TECHNICAL FIELDThe present invention relates to compositions and methods for inhibition of cell growth. More particularly, the present invention relates to cancer therapies based on inhibition of t-RNA and 28s rRNA activity in cancer cells.
Cancer research directed at the inhibition of t-RNA's in eukaryotic cells took a back seat in the late 1970s with the discovery of specific transcription factors and the potential for modifying signal transduction in cancer cells based on these transcription factors.
Discovery of a stable and specific inhibitors of tumor cell transcription and translation has as yet to be successful. The inability of researchers to develop useful inhibitors based on targeted transcription factors has partly been due to the complex nature of gene transcription, including chromosome packaging in the cell, i.e., histone/chromatin, complex nature of signal transduction in any give cell type, as well as the duplicative and complex nature of how various DNA/RNA binding proteins influence cell growth.
However, it is also known from these studies that inhibition of protein production in a target cell will lead to a cell's death, especially where the inhibition of protein production is of the so called “house keeping proteins.”
Therefore, there is a need in the art to identify new technologies involved with targeting and inhibiting protein production in cancer cells and for using these new technologies in new therapeutics for treating various cancers.
The present invention is directed toward overcoming one or more of the problems discussed above.
The present invention provides compositions and methods for treatment of cancer, and other diseases of uncontrolled cell proliferation, in patients in need thereof.
In one embodiment, the present invention contemplates t-RNA inhibitors that limit or eliminate the capacity of t-RNA to participate in translation of mRNA.
In another embodiment, the present invention contemplates 28s rRNA inhibitors that limit or eliminate the capacity of 28s rRNA from participating in ribosome complex assembly (and thereby translation of mRNA).
In another embodiment, the present invention contemplates non-functional amino acid residues for loading onto t-RNA to thereby limit or block t-RNA based translation of mRNA.
In another embodiment, the present invention contemplates compositions comprising one or more of the t-RNA inhibitors, 28s rRNA inhibitors and non-functional amino acids to limit the capacity of a cell to produce proteins, especially house keeping proteins.
In another embodiment, the present invention contemplates pharmaceutical compositions of one or more of the t-RNA inhibitors, 28s rRNA inhibitors and non-functional amino acids for use in the treatment of cancer or other like disease.
In another embodiment, the present invention contemplates methods for the treatment of patients having cancer using pharmaceutical compositions having one or more of the t-RNA inhibitors, 28s rRNA inhibitors and non-functional amino acids.

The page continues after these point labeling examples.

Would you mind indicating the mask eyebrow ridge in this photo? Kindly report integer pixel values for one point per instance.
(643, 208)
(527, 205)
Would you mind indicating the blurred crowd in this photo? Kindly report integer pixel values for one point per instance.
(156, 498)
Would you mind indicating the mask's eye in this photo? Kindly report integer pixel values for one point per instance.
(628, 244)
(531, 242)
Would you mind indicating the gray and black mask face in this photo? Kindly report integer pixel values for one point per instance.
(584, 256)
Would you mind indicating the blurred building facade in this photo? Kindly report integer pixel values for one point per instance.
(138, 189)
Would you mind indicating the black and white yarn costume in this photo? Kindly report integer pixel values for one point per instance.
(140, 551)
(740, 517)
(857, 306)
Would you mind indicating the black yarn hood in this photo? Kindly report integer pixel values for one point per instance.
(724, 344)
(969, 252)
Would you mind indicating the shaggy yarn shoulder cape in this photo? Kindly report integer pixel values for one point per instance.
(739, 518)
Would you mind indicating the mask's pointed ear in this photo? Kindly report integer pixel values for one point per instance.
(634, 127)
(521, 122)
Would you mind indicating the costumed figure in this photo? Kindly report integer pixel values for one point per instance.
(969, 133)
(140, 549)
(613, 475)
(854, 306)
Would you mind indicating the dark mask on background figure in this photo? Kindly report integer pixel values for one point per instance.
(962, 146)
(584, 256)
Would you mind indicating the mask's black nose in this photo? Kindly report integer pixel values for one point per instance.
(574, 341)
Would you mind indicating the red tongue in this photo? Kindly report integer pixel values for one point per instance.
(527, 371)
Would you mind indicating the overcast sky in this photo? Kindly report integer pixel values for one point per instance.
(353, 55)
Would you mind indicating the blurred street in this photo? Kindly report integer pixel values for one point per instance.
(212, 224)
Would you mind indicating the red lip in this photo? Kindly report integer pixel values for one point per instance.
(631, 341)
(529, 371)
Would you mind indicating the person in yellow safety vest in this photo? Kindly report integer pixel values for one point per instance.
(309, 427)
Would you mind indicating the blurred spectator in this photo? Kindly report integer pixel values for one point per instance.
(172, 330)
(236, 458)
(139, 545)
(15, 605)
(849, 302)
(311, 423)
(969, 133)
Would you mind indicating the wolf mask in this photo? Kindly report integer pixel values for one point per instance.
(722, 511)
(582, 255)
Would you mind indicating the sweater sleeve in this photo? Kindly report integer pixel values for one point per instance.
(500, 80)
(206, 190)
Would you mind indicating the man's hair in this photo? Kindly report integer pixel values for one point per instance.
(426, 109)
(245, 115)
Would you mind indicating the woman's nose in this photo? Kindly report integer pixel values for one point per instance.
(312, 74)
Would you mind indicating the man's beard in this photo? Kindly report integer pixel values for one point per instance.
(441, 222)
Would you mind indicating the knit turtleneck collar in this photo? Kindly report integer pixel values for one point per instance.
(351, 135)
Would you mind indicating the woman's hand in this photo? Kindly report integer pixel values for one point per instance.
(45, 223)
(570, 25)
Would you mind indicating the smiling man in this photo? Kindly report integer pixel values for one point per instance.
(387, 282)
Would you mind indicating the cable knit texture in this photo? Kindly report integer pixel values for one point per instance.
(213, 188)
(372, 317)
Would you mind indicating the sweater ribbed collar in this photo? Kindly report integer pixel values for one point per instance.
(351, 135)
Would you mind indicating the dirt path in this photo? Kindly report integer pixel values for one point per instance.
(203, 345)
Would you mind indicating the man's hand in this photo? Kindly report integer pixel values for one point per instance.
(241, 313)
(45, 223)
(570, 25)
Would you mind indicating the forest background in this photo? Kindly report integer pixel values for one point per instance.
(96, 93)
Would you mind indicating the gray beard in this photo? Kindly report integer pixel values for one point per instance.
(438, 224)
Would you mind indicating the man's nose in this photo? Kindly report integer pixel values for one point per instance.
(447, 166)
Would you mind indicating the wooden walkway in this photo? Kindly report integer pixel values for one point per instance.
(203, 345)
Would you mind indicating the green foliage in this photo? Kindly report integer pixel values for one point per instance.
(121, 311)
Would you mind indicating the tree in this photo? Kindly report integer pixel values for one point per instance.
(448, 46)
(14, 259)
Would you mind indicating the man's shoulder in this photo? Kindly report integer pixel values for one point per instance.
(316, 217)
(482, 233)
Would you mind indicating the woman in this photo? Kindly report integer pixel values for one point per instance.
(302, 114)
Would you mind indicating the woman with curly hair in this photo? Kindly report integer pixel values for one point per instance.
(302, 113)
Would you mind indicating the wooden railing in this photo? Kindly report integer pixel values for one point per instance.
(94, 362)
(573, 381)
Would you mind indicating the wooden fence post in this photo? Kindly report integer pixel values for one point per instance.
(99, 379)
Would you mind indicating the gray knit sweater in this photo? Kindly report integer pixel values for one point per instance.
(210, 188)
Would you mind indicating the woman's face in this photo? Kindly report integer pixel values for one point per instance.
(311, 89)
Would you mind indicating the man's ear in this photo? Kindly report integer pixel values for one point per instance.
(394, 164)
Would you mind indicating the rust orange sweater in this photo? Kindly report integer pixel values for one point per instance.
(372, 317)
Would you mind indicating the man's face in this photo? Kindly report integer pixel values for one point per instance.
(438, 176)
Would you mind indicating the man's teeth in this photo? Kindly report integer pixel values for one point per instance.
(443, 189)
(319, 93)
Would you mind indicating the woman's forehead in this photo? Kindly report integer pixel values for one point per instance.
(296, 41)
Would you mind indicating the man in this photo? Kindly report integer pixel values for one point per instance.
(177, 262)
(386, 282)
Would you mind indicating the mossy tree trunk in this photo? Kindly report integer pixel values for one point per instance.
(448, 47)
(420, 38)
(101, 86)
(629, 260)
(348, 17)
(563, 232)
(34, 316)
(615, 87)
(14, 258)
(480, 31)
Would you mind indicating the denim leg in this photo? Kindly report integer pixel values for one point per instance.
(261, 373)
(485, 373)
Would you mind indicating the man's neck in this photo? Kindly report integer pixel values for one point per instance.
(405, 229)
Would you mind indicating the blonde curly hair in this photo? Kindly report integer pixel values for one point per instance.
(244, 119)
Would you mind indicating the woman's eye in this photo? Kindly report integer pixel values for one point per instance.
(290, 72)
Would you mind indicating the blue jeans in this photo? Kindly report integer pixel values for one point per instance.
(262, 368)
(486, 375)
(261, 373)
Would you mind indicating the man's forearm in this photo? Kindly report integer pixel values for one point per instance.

In one aspect the cancer is chronic lymphocytic leukemia.
These and various other features and advantages of the invention will be apparent from a reading of the following detailed description and a review of the appended claims.
The following definitions are provided to facilitate understanding of certain terms used frequently herein and are not meant to limit the scope of the present disclosure:
“Amino acid” refers to any of the twenty naturally occurring amino acids as well as any modified amino acid sequences. Modifications can include natural processes, such as posttranslational processing, or chemical modifications which are generally known in the art. Modifications include but are not limited to: phosphorylation, ubiquitination, acetylation, amidation, glycosylation, covalent attachment of flavin, ADP-ribosylation, cross-linking, iodination, methylation, and other like modifications.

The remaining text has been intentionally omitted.